Inoltre, a parte l’immoralità d condurre esperimenti in cui le persone vengono spinte ad agire contro il più elementare senso di umanità e compassione, chi ci vieta di pensare che simili esperimenti non possano essere stati pensati, voluti e realizzati non per una forma spassionata di conoscenza (conoscenza alla quale, del resto, non aggiungono assolutamente nulla rispetto a quanto già si sa), ma per vedere fino a che punto degli onesti” e rispettabili” cittadini possono essere manipolati, resi insensibili e trasformati in docili esecutori di ordini odiosi e ripugnanti? Chi può dire, cioè, se l’esperimento stesso non sia stato concepito allo scopo di perfezionare delle tecniche di manipolazione mentale e non già per mettere in guardia contro le loro nefaste conseguenze?

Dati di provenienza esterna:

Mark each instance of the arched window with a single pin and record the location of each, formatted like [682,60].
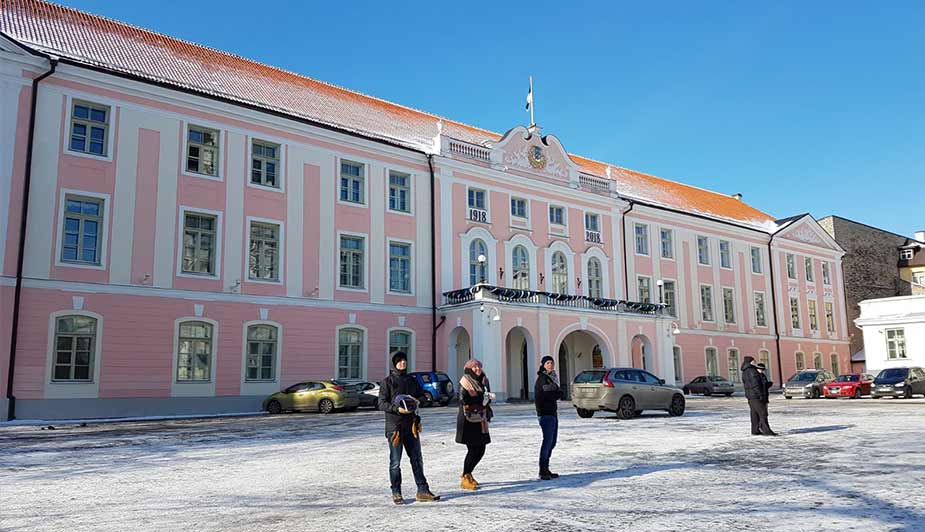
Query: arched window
[261,352]
[520,263]
[559,273]
[349,354]
[478,272]
[75,346]
[595,280]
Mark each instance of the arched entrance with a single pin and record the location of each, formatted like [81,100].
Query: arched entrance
[519,363]
[641,349]
[459,351]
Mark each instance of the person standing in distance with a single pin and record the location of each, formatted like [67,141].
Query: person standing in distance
[403,428]
[546,393]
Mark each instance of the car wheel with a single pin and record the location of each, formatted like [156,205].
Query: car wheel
[325,406]
[677,406]
[627,408]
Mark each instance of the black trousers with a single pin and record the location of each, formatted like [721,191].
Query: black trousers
[473,457]
[759,411]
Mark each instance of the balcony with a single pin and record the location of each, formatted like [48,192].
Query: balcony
[484,292]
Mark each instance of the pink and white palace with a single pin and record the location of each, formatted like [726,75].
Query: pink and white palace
[202,230]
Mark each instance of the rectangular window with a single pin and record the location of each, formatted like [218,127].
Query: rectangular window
[399,192]
[352,182]
[703,250]
[352,249]
[756,260]
[263,255]
[202,151]
[642,239]
[400,267]
[199,232]
[75,347]
[761,319]
[194,352]
[645,291]
[706,303]
[895,343]
[519,207]
[725,254]
[795,312]
[81,233]
[265,163]
[89,128]
[556,215]
[729,305]
[670,298]
[667,243]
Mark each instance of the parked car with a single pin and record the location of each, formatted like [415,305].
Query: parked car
[709,385]
[625,391]
[368,393]
[852,385]
[899,382]
[807,383]
[320,396]
[436,385]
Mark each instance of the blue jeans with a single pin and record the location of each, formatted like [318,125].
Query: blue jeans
[550,426]
[412,446]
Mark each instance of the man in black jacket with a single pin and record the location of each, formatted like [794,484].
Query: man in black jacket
[756,391]
[402,428]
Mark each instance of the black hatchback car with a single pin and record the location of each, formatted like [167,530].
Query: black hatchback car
[899,382]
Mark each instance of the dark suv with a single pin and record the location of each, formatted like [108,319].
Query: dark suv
[898,382]
[436,385]
[807,383]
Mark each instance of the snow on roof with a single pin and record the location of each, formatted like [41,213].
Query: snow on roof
[122,48]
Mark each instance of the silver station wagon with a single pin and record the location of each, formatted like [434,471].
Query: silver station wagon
[625,391]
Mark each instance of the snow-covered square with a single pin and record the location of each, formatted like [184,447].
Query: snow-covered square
[838,465]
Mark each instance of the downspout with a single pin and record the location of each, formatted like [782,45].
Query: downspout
[771,261]
[433,265]
[21,251]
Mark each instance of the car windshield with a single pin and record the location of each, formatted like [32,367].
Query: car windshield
[893,374]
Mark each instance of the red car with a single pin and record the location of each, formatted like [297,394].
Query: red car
[853,386]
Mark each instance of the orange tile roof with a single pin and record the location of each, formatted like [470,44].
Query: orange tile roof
[123,48]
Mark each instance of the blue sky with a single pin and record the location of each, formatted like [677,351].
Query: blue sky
[801,106]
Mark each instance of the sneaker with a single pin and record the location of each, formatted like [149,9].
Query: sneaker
[426,496]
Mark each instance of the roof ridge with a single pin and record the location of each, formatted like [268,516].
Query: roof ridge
[262,64]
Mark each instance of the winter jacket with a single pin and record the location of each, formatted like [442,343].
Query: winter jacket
[397,383]
[545,394]
[753,383]
[469,432]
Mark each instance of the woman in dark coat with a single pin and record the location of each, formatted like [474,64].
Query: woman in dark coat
[472,421]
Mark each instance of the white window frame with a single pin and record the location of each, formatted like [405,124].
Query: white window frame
[281,250]
[388,266]
[281,173]
[364,352]
[645,236]
[366,252]
[217,274]
[220,165]
[103,245]
[72,389]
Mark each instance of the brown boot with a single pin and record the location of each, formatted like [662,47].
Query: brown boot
[466,482]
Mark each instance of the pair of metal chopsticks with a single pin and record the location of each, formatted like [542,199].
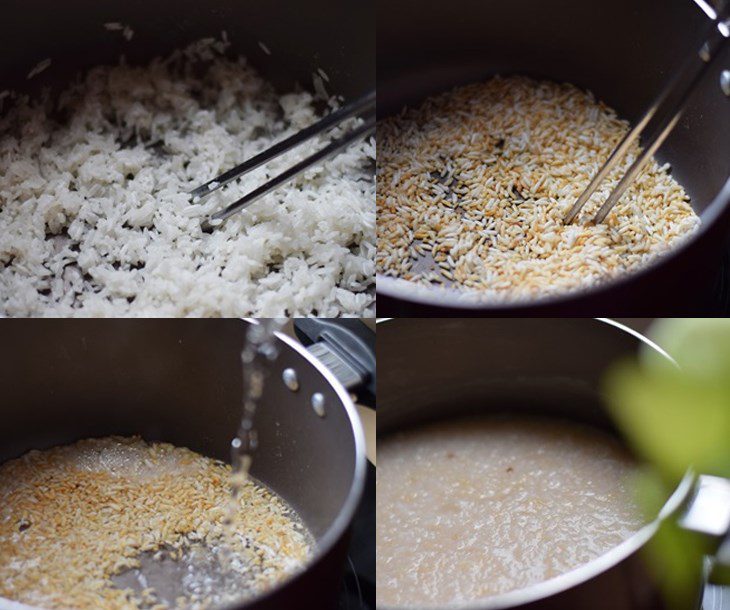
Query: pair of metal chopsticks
[364,106]
[679,88]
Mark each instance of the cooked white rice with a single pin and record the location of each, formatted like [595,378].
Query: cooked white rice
[473,186]
[95,219]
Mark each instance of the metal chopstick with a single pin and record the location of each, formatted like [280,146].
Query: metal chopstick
[328,151]
[361,105]
[708,52]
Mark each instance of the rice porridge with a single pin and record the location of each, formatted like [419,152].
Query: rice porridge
[472,508]
[96,220]
[473,186]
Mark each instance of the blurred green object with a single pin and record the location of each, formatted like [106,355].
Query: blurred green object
[676,416]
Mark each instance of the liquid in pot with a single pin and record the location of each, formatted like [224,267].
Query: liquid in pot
[472,508]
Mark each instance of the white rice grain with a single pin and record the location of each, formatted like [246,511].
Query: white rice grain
[96,221]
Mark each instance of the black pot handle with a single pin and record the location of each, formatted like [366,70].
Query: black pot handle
[347,347]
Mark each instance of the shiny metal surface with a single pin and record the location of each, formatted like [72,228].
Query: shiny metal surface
[692,72]
[708,511]
[362,104]
[180,381]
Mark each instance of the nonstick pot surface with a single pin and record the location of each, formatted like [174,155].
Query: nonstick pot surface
[620,51]
[180,381]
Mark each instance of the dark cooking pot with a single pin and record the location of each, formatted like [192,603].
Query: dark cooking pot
[329,34]
[180,381]
[622,50]
[551,367]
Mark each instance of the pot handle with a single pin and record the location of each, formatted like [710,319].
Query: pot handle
[708,513]
[347,348]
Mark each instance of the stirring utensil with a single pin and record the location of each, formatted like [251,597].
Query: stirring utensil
[364,105]
[675,94]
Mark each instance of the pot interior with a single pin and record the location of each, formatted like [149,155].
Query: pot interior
[177,381]
[339,40]
[541,366]
[617,49]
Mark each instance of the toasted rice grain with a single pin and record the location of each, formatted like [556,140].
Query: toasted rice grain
[73,517]
[482,176]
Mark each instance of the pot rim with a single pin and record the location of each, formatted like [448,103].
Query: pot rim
[587,571]
[341,523]
[405,290]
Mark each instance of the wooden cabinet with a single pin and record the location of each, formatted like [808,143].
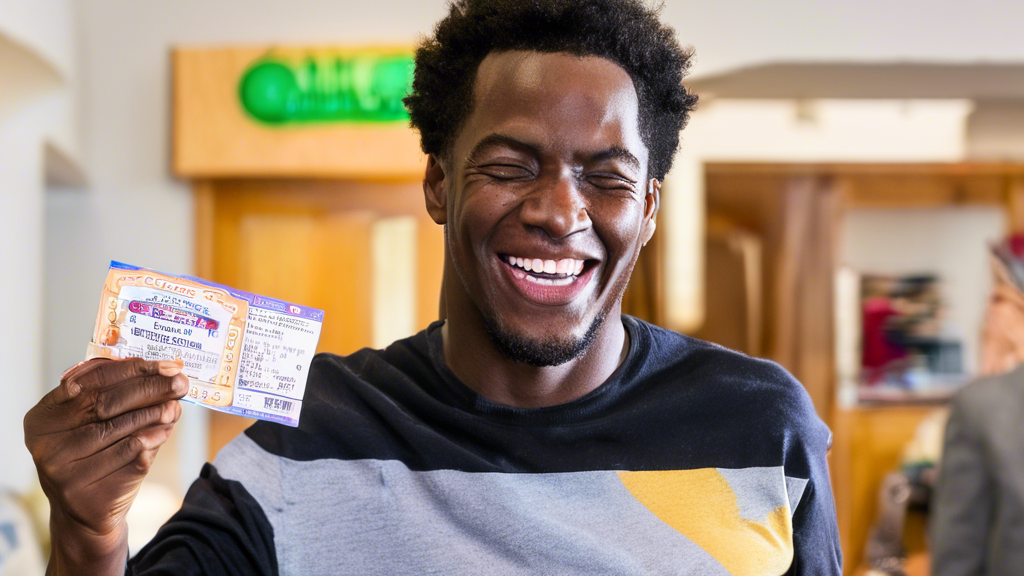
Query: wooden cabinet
[795,211]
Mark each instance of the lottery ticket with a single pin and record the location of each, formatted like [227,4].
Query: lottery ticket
[244,354]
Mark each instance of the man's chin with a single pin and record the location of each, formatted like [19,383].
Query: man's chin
[552,351]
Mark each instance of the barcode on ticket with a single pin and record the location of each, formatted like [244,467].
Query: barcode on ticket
[276,404]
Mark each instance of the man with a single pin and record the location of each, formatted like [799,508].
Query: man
[536,429]
[977,524]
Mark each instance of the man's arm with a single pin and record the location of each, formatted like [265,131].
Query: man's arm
[815,533]
[962,509]
[220,529]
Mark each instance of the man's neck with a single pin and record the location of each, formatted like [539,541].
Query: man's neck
[471,355]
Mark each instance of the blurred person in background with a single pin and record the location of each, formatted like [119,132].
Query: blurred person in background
[978,508]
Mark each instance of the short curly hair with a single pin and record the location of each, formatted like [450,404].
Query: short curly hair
[626,32]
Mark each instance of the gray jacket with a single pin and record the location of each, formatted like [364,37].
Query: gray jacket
[978,507]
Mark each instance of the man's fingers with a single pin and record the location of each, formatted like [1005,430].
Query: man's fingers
[139,393]
[133,454]
[113,373]
[99,373]
[98,436]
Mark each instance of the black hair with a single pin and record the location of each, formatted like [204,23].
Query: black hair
[626,32]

Quando si passa il limite di ciò che è moralmente lecito, e sia pure in un esperimento basato sulla finzione dei ruoli, il confine tra bene e male tende a scomparire, così come quello tra lecito e illecito.
Del resto, agli Autori del citato manuale è sfuggito un vocabolo che la dice lunga su come l’inconscio di qualunque persona recepisca il significa riposto di quel’esperimento, là dove si definisce uno dei membri dell’équipe di Milgram con la parola “complice” dello psicologo. Se egli è un complice, allora lo psicologo stesso non è un vero scienziato, ma un ciarlatano malvagio e un cattivo apprendista stregone, che si serve del paravento della rispettabilità scientifica e accademica per portare avanti una forma di sapere finalizzata alla manipolazione, al dominio e alla distruzione del senso morale.
A che serve, poi, spiegare ai partecipanti all’esperimento che si era trattato “solo” di un macabro scherzo? Che le persone legate alla “sedia elettrica” fingevano solo di soffrire? A che serve cercar di lenire nei soggetti dell’esperimento il lancinante senso di colpa, consolandoli con chissà quali belle parole? Se un uomo crede che la pistola che impugna sia caricata con proiettili veri, e viene istigato a sparare su un altro essere umano, non ha molto senso, poi, spiegargli che ha solo creduto di uccidere: perché la consapevolezza di stare compiendo un assassinio c’era tutta.
Non si può rimediare a un simile danno morale, una volta che sia stato perpetrato: quella persona non si sentirà mai più pace con se stessa, per tutta la vita. E i cattivi scienziati, come Milgram e Zimbardo, ne portano la responsabilità.
Questa spregiudicatezza, questa insensibilità, questo cinismo nei confronti della sofferenza altrui (vera o simulata che sia) e questa indifferenza nei confronti delle conseguenze morali del proprio agire, ricordano la filosofia di Cartesio, basata sulla ferma convinzione che gli altri esseri viventi non soffrano, anche se torturati,  perché privi della facoltà del pensiero; e ricorda anche la “favola dei suoni “ di Galilei, dove una cicala viene vivisezionata senza scrupoli né rimorsi, allo scopo di trovare la causa del suo frinire.
In quei casi, si trattava della insensibilità verso gli animali; ma uno scienziato che si ritenesse appartenente a una razza superiore (come lo sono i membri della «Skull and Bones»), non esiterebbe ad agire con altrettanta spregiudicatezza e con altrettanta insensibilità verso degli esseri umani ritenuti, a qualsiasi titolo, “inferiori”.
Che il Cielo ci protegga, in futuro, da siffatti scienziati, da siffatte università, da una cosiffatta idea della scienza.
Altrimenti, vedremo cose terribili; e, quel che è peggio, vedremo come esse verranno perpetrate alla luce del sole, senza limiti né rimorsi, in nome del progresso del sapere.